Flattening and collecting a nested iterator of results

If I have an iterator of iterators like this, I can easily flatten and collect into the vector:

pub fn bar<I, J>(iter: I) -> Result<Vec<i32>>
where
    I: IntoIterator<Item = J>,
    J: IntoIterator<Item = Result<i32>>,
{
    iter.into_iter().flatten().collect()
}

However, I ran into a situation where I have this instead:

pub fn foo<I, J>(iter: I) -> Result<Vec<i32>>
where
    I: IntoIterator<Item = Result<J>>,
    J: IntoIterator<Item = Result<i32>>,
{
    todo!()
}

I would still like to collect into a flat vector while propagating the first error that happens. The errors come from two different sources now – either from the outer iterator or from one of the inner iterators. The only solution I managed to come up with that avoids collecting the inner iterators into temporary vectors is this:

pub fn foo<I, J>(iter: I) -> Result<Vec<i32>>
where
    I: IntoIterator<Item = Result<J>>,
    J: IntoIterator<Item = Result<i32>>,
{
    let mut v = vec![];
    for inner in iter {
        for x in inner? {
            v.push(x?);
        }
    }
    Ok(v)
}

Is there any better way to do this? Specifically, can I somehow use collect() to take advantage of the optimizations in the FromIterator implementation of Vec?

(Playground)

No one else has answered yet, so I'll throw in what I can.

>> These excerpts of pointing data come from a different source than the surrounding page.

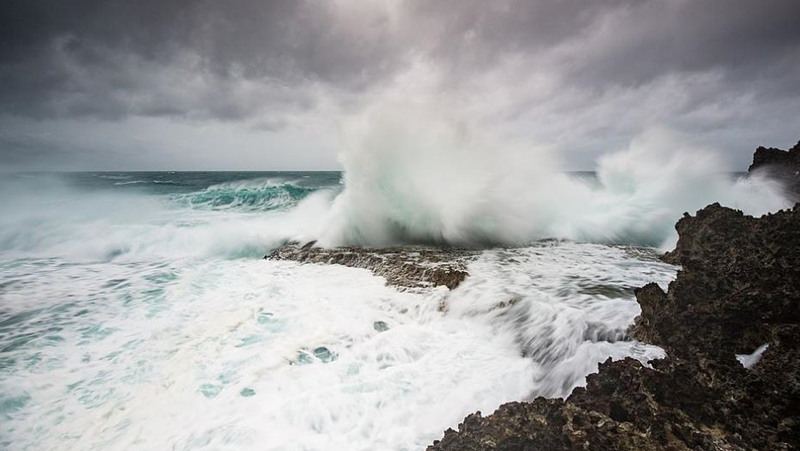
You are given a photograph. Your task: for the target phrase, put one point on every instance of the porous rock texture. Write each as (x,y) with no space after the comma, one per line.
(739,289)
(403,267)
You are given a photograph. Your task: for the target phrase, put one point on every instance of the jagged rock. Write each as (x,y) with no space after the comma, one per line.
(405,267)
(739,288)
(780,164)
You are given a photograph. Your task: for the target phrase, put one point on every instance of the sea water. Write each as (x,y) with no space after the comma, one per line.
(136,313)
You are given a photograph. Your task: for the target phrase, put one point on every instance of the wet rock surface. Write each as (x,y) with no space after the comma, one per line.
(781,164)
(404,267)
(739,289)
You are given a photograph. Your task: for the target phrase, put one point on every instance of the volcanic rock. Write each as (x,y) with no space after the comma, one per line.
(739,289)
(404,267)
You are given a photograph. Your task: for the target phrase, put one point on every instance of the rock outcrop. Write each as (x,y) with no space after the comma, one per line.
(739,289)
(780,164)
(404,267)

I played with this a bit, but I couldn't come up with anything better than you.

There's this option:

pub fn foo<I, J>(iter: I) -> Result<Vec<i32>>
where
    I: IntoIterator<Item = Result<J>>,
    J: IntoIterator<Item = Result<i32>>,
{
    iter.into_iter().flatten().flatten().collect()
}

Because Result implements IntoIterator, you can flatten it. But doing so ignores any errors from Result<J>, which isn't what you want.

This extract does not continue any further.